Filistinliler 40 yıl öncesine kadar bu tür kötü muamele vakalarını kayıt altına almaya çalışıyorlardı. Ancak, bu kötü muameleler her gün tekrar eden vak’a-i âdiyeden olunca Filistinliler bu kayıtlarını sildiler. Sadece şehitlerin isimlerini kayıt altına almaya başladılar. Tabii ki kâtilden hiç bahsetmeden! Zira kâtil genellikle dost bir yöneticinin başında olduğu dost bir ülkeye mensup oluyordu! İsrail’e aleni vaatlerde bulunan bu yöneticiler kapalı kapılar ardında Filistinlileri ölümle tehdit ediyorlardı!

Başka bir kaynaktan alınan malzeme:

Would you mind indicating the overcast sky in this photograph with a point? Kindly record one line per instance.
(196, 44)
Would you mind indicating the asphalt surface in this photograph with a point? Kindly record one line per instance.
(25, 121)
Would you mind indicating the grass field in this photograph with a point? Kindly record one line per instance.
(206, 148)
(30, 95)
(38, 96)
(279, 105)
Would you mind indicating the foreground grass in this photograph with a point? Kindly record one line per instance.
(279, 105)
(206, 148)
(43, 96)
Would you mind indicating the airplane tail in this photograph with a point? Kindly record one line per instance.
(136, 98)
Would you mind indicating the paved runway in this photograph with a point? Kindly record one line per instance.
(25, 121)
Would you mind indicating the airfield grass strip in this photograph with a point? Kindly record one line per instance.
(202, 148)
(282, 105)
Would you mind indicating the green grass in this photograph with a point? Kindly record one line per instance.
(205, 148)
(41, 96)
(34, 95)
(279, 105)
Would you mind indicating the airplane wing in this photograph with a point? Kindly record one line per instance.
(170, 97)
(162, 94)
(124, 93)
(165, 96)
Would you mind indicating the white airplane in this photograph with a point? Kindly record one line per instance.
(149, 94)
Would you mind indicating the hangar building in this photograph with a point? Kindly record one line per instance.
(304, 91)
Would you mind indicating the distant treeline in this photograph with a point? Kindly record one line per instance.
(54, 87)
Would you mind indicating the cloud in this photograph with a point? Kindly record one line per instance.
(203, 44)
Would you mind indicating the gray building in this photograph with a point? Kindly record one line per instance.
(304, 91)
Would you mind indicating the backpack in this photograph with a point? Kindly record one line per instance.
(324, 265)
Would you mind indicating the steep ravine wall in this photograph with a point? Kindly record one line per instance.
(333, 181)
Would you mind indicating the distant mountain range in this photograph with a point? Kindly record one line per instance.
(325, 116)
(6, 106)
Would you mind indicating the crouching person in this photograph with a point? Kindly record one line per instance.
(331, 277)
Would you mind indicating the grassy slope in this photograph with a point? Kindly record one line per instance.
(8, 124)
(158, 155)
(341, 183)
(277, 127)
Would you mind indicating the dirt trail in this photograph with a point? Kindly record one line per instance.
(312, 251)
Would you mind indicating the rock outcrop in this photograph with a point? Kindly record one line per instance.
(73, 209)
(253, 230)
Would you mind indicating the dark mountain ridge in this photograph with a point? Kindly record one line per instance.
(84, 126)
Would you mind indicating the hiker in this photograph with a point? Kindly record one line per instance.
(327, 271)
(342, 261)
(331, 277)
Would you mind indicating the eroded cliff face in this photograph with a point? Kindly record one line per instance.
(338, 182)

Filistinlilere karşı İsrail’in başlatıp Esed ile Kaddafi’nin Lübnan’da sürdürdüğü 1982-83 trajedisi, 200 binden fazla Filistinlinin Batı ülkelerine hicret etmesine yol açmıştı. Aralarından yenilikçi ve başarılı birçok insanın çıktığı bu göçmenler kısa sürede o ülkelerin vatandaşları olarak gittikleri toplumlarla bütünleşmişlerdir.

Son Suriye trajedisi de yaklaşık 80 bin Filistinlinin Batı devletlerine gitmesine yol açmıştır. Onlardan binlercesi Yunanistan’a takılıp kalmış vaziyettedir. Bunlara ilave olarak çok sayıda Filistinli zorbalıkla kamplarından çıkarılmış olup hâlen Halep ve İdlib’in kuzeyinde yer alan kırsal kesimde, çöl bölgesinde çadırlarda yaşamaya çalışmaktadır.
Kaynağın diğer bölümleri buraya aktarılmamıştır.